Thursday, August 23, 2007

The Internet of the 1920s



I didn’t realize how many companies were involved in the production of automobiles until I visited the Auburn Cord Duesenberg Museum in Auburn, IN (population 12,074) on my way to do some talks in Michigan. Auburn was a hotbed of luxury automobile manufacturing from 1900 until its closing in 1937.

Auburn was one of only 43 towns in Indiana that produced over 150 models of cars. In fact 12 different auto brands were made in Auburn in the early part of the 20th Century. Indianapolis has had 38 brands, including the American, Duesenberg, Hoosier Scout, Marmon, Stutz and others. South Bend made nine brands (Avanti, Erskine, Packard and Studebaker), Elkhart sixteen, Anderson nine and Richmond ten.

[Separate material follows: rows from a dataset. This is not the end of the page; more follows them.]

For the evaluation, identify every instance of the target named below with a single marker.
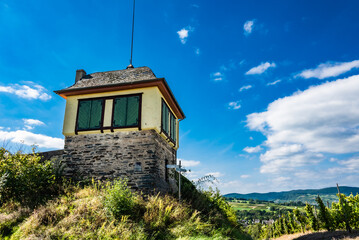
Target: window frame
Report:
(111, 128)
(139, 111)
(170, 113)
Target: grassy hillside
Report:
(88, 213)
(37, 203)
(308, 195)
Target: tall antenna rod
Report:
(133, 29)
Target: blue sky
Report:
(270, 88)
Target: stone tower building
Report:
(121, 124)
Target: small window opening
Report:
(138, 167)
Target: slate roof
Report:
(131, 75)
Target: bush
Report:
(119, 200)
(25, 179)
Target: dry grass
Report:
(81, 214)
(322, 235)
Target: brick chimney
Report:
(79, 75)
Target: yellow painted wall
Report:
(151, 111)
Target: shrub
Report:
(25, 179)
(118, 199)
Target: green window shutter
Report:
(126, 112)
(165, 120)
(132, 111)
(120, 112)
(173, 128)
(83, 118)
(89, 115)
(96, 113)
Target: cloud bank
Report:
(302, 128)
(34, 91)
(261, 68)
(329, 69)
(29, 139)
(248, 27)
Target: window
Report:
(126, 111)
(138, 167)
(168, 123)
(89, 115)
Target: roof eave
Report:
(67, 92)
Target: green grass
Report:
(88, 213)
(241, 205)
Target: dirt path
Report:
(337, 235)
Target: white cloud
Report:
(197, 51)
(329, 69)
(274, 83)
(303, 127)
(215, 174)
(261, 68)
(30, 123)
(246, 87)
(183, 34)
(234, 105)
(29, 139)
(28, 92)
(217, 76)
(34, 122)
(252, 149)
(188, 163)
(248, 27)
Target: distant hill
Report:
(308, 195)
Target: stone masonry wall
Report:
(140, 156)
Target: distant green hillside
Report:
(308, 195)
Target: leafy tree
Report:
(343, 213)
(25, 179)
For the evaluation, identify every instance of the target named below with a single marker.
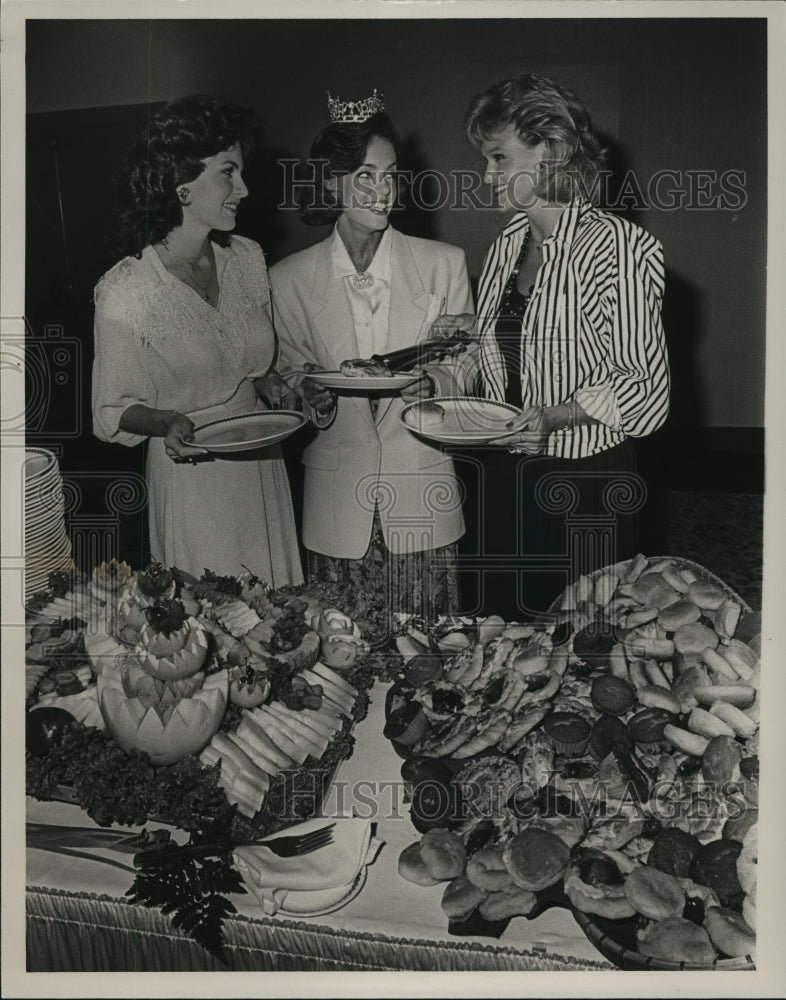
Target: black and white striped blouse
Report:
(592, 331)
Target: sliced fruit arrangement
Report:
(274, 737)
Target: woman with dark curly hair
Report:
(570, 333)
(382, 507)
(180, 325)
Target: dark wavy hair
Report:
(340, 148)
(542, 111)
(169, 152)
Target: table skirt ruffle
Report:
(88, 933)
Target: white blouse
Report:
(370, 306)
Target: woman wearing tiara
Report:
(181, 323)
(569, 324)
(382, 508)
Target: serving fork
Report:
(283, 847)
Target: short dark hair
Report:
(340, 148)
(169, 152)
(541, 111)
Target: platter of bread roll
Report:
(604, 758)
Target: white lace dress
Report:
(159, 344)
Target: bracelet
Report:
(172, 414)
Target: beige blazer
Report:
(361, 462)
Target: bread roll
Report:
(510, 902)
(411, 867)
(443, 854)
(461, 897)
(535, 858)
(680, 613)
(739, 721)
(702, 722)
(690, 743)
(654, 696)
(729, 932)
(486, 870)
(653, 893)
(676, 939)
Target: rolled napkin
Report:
(270, 878)
(334, 622)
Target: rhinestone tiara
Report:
(354, 111)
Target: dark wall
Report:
(672, 94)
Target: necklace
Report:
(362, 279)
(165, 244)
(505, 304)
(204, 290)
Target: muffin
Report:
(721, 761)
(676, 940)
(673, 850)
(606, 733)
(654, 894)
(568, 732)
(715, 865)
(595, 884)
(594, 642)
(535, 859)
(612, 695)
(646, 729)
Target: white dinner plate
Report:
(248, 431)
(322, 901)
(467, 420)
(363, 383)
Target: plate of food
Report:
(458, 419)
(363, 375)
(247, 431)
(319, 902)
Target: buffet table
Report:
(77, 919)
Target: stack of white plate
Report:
(47, 546)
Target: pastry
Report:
(595, 884)
(654, 696)
(680, 613)
(412, 868)
(715, 865)
(486, 870)
(646, 729)
(535, 858)
(607, 731)
(461, 897)
(512, 901)
(676, 939)
(721, 761)
(568, 732)
(654, 894)
(729, 932)
(443, 854)
(612, 695)
(673, 850)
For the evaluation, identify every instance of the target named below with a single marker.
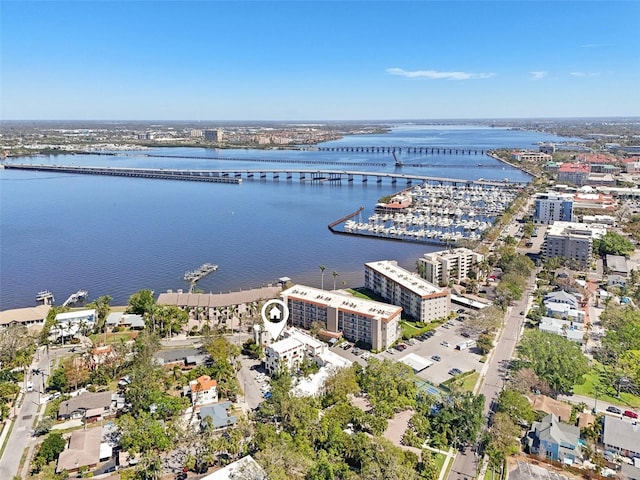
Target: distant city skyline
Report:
(318, 60)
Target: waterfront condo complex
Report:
(373, 323)
(439, 268)
(419, 299)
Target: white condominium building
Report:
(552, 207)
(441, 267)
(287, 353)
(419, 299)
(572, 240)
(373, 323)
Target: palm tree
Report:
(322, 269)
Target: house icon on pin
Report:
(274, 314)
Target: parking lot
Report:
(443, 345)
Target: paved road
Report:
(465, 463)
(21, 434)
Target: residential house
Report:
(203, 390)
(564, 311)
(244, 469)
(89, 406)
(124, 320)
(554, 440)
(217, 416)
(621, 435)
(630, 472)
(85, 450)
(562, 297)
(565, 328)
(619, 265)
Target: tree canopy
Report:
(613, 243)
(558, 361)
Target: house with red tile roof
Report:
(203, 390)
(575, 173)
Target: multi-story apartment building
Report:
(419, 299)
(286, 353)
(553, 207)
(573, 173)
(441, 267)
(360, 320)
(213, 136)
(572, 241)
(527, 155)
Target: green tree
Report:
(554, 359)
(504, 438)
(142, 303)
(50, 449)
(142, 434)
(341, 383)
(516, 406)
(613, 243)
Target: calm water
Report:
(115, 236)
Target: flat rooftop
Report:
(405, 278)
(342, 301)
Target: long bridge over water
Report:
(236, 176)
(416, 150)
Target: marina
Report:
(250, 225)
(79, 296)
(434, 214)
(205, 269)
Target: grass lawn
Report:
(439, 459)
(110, 338)
(465, 382)
(587, 390)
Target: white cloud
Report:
(538, 75)
(434, 75)
(585, 74)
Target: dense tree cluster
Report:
(558, 361)
(620, 348)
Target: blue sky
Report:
(326, 60)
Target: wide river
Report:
(114, 236)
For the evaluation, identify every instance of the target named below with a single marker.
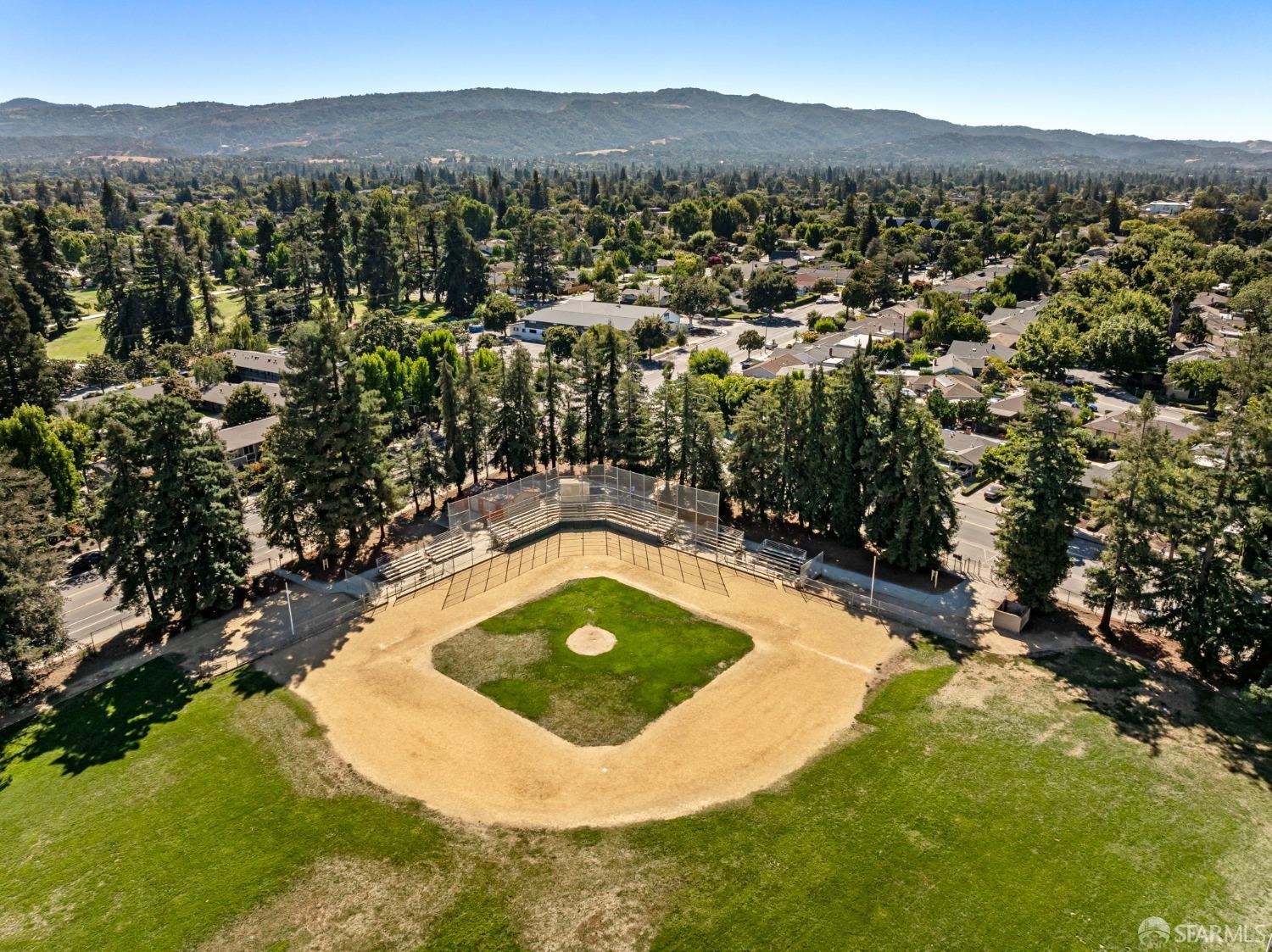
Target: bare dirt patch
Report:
(348, 904)
(590, 641)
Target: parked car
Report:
(83, 562)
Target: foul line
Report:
(832, 657)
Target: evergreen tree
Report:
(425, 470)
(220, 253)
(28, 300)
(664, 426)
(1213, 588)
(631, 444)
(331, 442)
(814, 475)
(198, 548)
(43, 266)
(473, 416)
(699, 453)
(452, 429)
(887, 465)
(1045, 499)
(750, 458)
(516, 430)
(279, 499)
(852, 448)
(122, 516)
(332, 270)
(378, 259)
(25, 371)
(926, 517)
(162, 280)
(1135, 502)
(550, 445)
(125, 310)
(788, 420)
(536, 251)
(31, 608)
(244, 279)
(462, 270)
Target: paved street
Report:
(979, 524)
(91, 614)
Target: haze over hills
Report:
(672, 125)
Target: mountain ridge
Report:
(673, 125)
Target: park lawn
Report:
(984, 804)
(86, 300)
(79, 342)
(521, 660)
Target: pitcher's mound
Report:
(590, 639)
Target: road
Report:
(974, 545)
(92, 615)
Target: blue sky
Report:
(1168, 69)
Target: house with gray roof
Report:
(968, 358)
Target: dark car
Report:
(83, 562)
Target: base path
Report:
(416, 732)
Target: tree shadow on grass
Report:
(1146, 704)
(248, 682)
(106, 723)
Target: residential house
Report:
(776, 366)
(964, 450)
(256, 366)
(968, 358)
(243, 443)
(1113, 424)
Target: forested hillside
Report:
(668, 124)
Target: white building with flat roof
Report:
(1162, 208)
(583, 315)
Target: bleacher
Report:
(421, 560)
(780, 558)
(449, 544)
(521, 520)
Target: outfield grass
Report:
(521, 660)
(79, 342)
(984, 804)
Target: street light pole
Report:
(290, 619)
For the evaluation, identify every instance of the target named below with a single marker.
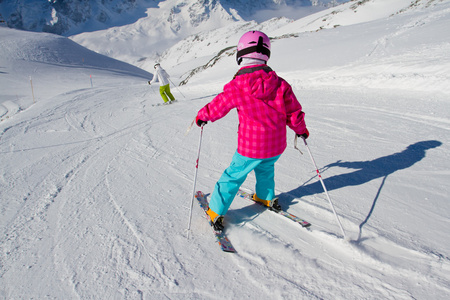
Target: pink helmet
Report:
(253, 44)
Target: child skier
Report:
(163, 78)
(265, 104)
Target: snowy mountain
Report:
(96, 183)
(74, 16)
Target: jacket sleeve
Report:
(220, 106)
(295, 117)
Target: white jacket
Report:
(161, 76)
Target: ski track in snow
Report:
(95, 186)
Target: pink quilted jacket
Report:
(265, 104)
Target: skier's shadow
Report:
(365, 171)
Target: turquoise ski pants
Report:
(233, 177)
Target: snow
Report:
(96, 183)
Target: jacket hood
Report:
(260, 84)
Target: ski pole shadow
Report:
(365, 171)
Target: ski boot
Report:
(216, 220)
(271, 204)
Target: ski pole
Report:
(177, 88)
(195, 181)
(321, 181)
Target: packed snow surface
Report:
(96, 183)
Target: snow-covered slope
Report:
(141, 43)
(95, 183)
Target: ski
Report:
(164, 103)
(249, 196)
(221, 237)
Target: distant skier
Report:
(265, 104)
(163, 78)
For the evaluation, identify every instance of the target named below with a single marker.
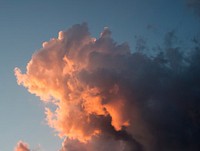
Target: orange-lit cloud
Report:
(22, 146)
(101, 97)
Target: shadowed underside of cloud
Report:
(101, 96)
(22, 146)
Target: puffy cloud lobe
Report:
(21, 146)
(107, 98)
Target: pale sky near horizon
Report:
(25, 25)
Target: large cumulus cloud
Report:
(101, 96)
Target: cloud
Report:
(195, 5)
(101, 96)
(22, 146)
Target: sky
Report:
(144, 25)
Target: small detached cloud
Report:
(22, 146)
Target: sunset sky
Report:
(24, 27)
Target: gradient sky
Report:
(25, 24)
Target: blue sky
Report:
(24, 25)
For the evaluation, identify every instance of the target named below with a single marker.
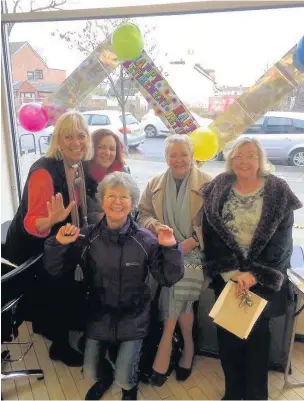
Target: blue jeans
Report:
(126, 366)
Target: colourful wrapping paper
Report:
(83, 80)
(277, 83)
(159, 94)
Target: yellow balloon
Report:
(205, 144)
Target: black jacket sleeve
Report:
(59, 259)
(270, 269)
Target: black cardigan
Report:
(270, 252)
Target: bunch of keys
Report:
(245, 299)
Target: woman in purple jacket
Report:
(119, 258)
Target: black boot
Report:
(65, 353)
(158, 379)
(130, 394)
(99, 388)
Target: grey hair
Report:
(263, 165)
(119, 179)
(180, 139)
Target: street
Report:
(148, 160)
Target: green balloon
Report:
(127, 42)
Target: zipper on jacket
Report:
(116, 317)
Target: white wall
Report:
(7, 209)
(9, 198)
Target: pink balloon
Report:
(33, 117)
(53, 112)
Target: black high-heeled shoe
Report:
(158, 379)
(182, 374)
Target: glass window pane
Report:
(279, 125)
(129, 119)
(99, 120)
(40, 64)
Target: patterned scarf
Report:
(79, 183)
(177, 215)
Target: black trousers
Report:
(245, 362)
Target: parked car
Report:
(33, 142)
(153, 126)
(112, 119)
(282, 136)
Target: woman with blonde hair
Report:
(172, 199)
(247, 231)
(54, 194)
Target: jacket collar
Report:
(278, 200)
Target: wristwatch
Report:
(194, 236)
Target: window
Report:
(256, 127)
(27, 95)
(279, 125)
(30, 76)
(129, 119)
(87, 117)
(99, 120)
(299, 125)
(38, 74)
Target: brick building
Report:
(33, 80)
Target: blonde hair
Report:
(263, 165)
(71, 121)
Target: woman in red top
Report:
(54, 194)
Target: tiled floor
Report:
(61, 382)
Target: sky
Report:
(237, 45)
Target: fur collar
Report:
(278, 201)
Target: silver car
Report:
(282, 136)
(112, 119)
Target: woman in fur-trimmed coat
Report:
(247, 230)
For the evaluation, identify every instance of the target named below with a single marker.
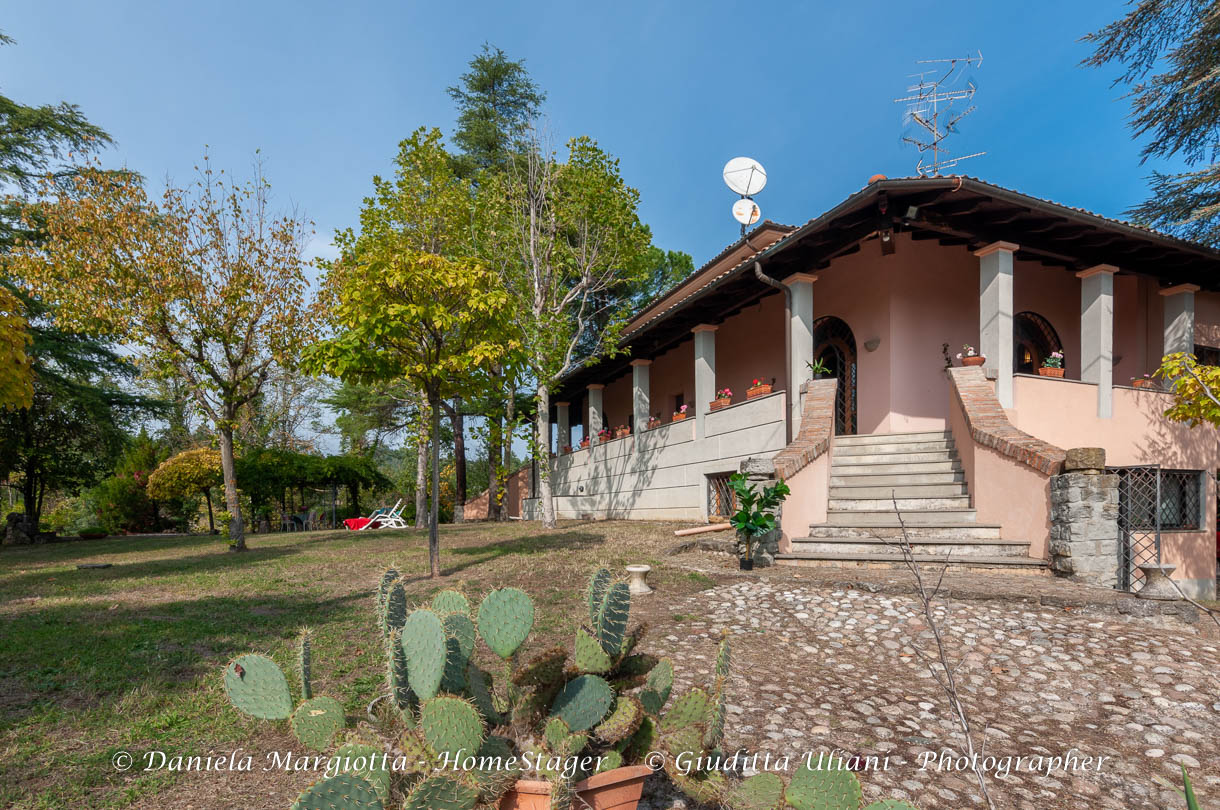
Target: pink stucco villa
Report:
(885, 289)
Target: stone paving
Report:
(818, 669)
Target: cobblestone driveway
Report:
(818, 669)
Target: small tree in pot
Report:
(755, 515)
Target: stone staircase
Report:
(922, 473)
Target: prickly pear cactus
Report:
(365, 760)
(450, 602)
(583, 702)
(830, 789)
(759, 792)
(342, 792)
(505, 619)
(317, 721)
(452, 727)
(256, 686)
(304, 663)
(459, 647)
(658, 687)
(423, 641)
(441, 793)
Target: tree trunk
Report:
(237, 530)
(211, 521)
(434, 500)
(421, 480)
(494, 439)
(542, 455)
(459, 423)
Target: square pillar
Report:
(564, 426)
(639, 408)
(1179, 321)
(800, 340)
(996, 314)
(704, 375)
(1097, 333)
(594, 411)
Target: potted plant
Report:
(724, 399)
(754, 517)
(758, 388)
(970, 358)
(533, 725)
(1053, 365)
(818, 369)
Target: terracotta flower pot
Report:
(617, 789)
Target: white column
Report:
(996, 314)
(639, 397)
(800, 340)
(1097, 333)
(704, 373)
(1179, 322)
(564, 426)
(594, 411)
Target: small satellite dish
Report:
(747, 211)
(744, 176)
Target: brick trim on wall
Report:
(816, 426)
(990, 427)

In those days, every young man with any mechanical aptitude dreamed of building a fast, cool car just as today many a young person dreams of developing the next Google.

One of those young men was E. L. Cord, a Missouri farm boy who worked as a car salesman in Chicago. The Auburn Automobile Company, which started out of a horse carriage business in 1900 had been bought by a group from Chicago that included William Wrigley. When the firm floundered the group approached Cord, who cut a sweet deal for himself….if he returned the money they had invested, the company would be his. Within a year, at the age of 31, E. L. Cord owned the Auburn Automobile Company outright and quickly turned it into a major auto phenomena with styling and marketing. His cars were sought by movie and sports stars and Cord’s photo graced the cover of Time magazine twice within a two year period.

Cord expanded his corporate reach into over sixty businesses including the production of airplanes, airlines and department stores. Overexpansion and the Great Depression eventually hobbled Cord and he was forced to sell out in 1937 to a group which quickly closed the company.

Today, luxury automobiles are still associated with Auburn, IN. Kruse International, started by Russell Kruse in 1952 and still run by his son and daughter-in-law annually sells over 13,000 classic cars each year during the Labor Day Weekend Festival held each year in Auburn.

Few of the early automobile manufacturers survived, but the clustering impact and its affect upon the economy in Indiana and other places still has an impact today.